The JTC is the state agency that investigates potential wrongdoing by Michigan judges.
Dan Pero, a former JTC member and a Republican consultant, tells 7 Action News that he mailed the complaint Thursday after watching an Action News report documenting Hathaway’s property transfers before and after her 2011 short sale.
"It's a very serious issue and requires some answers," Pero said.
Hathaway is a Democrat and was elected to the Supreme Court in 2008. Pero is fmr. Michigan Republican Governor John Engler's chief of staff, and his wife ran the campaign of fmr. Chief Justice Cliff Taylor, who Hathaway unseated in 2008.
A short sale allows a homeowner to sell their property at a loss rather than go into a foreclosure. It can save the owner hundreds of thousands of dollars in mortgage payments, but he or she need to prove a hardship to their bank, like a loss in income.
But prior to Hathaway’s short sale, she shuffled two homes out of her name: a Florida home went to her stepdaughter, and one in Grosse Pointe Park went to her stepson.
After the bank agreed to the short sale on Hathaway’s Lake St. Clair home, that Florida home went back into Hathaway’s name.
The home where Hathaway currently lives is also involved in the shuffle. It was recently put into her name, but its first owner was Hathaway’s stepdaughter. According to records, she bought it for $195,000 cash around the same time Hathaway’s bank was mulling over her short sale.
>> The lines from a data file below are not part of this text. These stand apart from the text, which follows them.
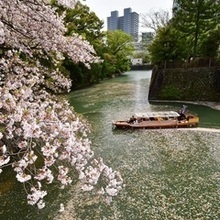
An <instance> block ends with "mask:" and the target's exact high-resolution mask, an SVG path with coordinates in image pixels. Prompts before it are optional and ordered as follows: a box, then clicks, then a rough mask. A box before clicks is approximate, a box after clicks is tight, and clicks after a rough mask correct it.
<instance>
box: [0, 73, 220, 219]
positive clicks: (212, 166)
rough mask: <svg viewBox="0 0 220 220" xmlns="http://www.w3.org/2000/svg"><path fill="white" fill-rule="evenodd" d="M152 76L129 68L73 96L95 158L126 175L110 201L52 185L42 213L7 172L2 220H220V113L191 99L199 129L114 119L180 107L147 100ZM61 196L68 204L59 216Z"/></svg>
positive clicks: (1, 177) (0, 196)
But that same stepdaughter already has a mortgage for more than $166,500 on a home in Grosse Pointe Woods. Hathaway won’t say whose cash was used to buy that home, but it was moved into the justice’s name earlier this year.
Asset-protection experts and legal experts who reviewed the transfers deemed them unusual.
Hathaway has declined comment.
The JTC does not confirm whether or not it has received a complaint about a judge, said Executive Director Paul Fischer.
Steve Fishman, a criminal defense attorney who Hathaway had earlier referred reporters to for comment, could not be reached.